Опыт бродяжничества помог Оруэллу найти убежище на ночь в разрушенной церкви. На следующий день, встретившись у Британского консульства с Макнэром, специально вернувшимся из Франции, чтобы не оставлять товарищей в беде, и восемнадцатилетним Стаффордом Коттманом, ускользнувшим из санатория “Маурин”, он узнал новые страшные известия. Двадцатидвухлетний Боб Смилли был мертв — позднее объявили, что он умер от аппендицита, что для здорового молодого человека могло означать только одно: ему не оказали никакой медицинской помощи. Потом стала известна и другая версия: его убили в тюрьме — забили насмерть ударами в живот27. Гибель Смилли, “смелого и талантливого мальчика, бросившего университет в Глазго, чтобы сражаться с фашизмом”28, при таких ужасных обстоятельствах навсегда осталась для Оруэлла самым ярким примером чудовищности происходящего.
В этот же день пришла и весть о гибели Андреса Нина. Как выяснилось позднее, испанская полиция передала лидеров ПОУМ в руки сотрудников НКВД, которые отвезли их в тайную тюрьму в Мадриде.
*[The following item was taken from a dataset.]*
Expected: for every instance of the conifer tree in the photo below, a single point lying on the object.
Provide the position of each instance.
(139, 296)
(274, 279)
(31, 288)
Затем Нина похитили из тюрьмы и еще несколько дней пытали, вынуждая признаться в сотрудничестве с фашистами. Организатором похищения и руководителем пыток был генерал НКВД Александр Орлов, впоследствии автор знаменитой книги “Тайная история сталинских преступлений”. Этот эпизод, известный под кодовым названием “Операция Николай”, он в своей книге по понятным причинам не описывает. Но в архивах НКВД сохранился его отчет о похищении, написанный 24 июля 1937 года, в котором упоминается его помощник по прозвищу Юзик — Иосиф Григулевич, позже засылавшийся в Мексику для организации убийства Троцкого и в Югославию для убийства Тито.
Об участниках дела “Николая”.
Основные участники — это 1) Л. и 2) А. Ф. И. М. был самым косвенным пособником.
Когда он приносил кушать в арестное помещение и ему открывали ворота, наши люди
прошли во двор… Полтавский должен был вам сообщить из Парижа о выезде к вам
последнего участника операции — Юзика… Он служил
мне переводчиком по этому делу, был со мной в машине у самого помещения, из
которого мы вывозили объекта… Его значком полицейского мы избавлялись от
слишком внимательного осмотра машин со стороны дорожных патрулей, когда мы
вывозили груз29.
Нин даже и под пыткой отказывался признавать себя виновным в связях с фашистами. Тогда, посоветовавшись с Москвой, Орлов принял решение его убрать. Главу ПОУМ расстреляли на шоссе около Алькала-де-Энарес под Мадридом и зарыли в поле в ста метрах от дороги — об этом тоже свидельствует направленная в Москву записка, хранящаяся в архиве НКВД30.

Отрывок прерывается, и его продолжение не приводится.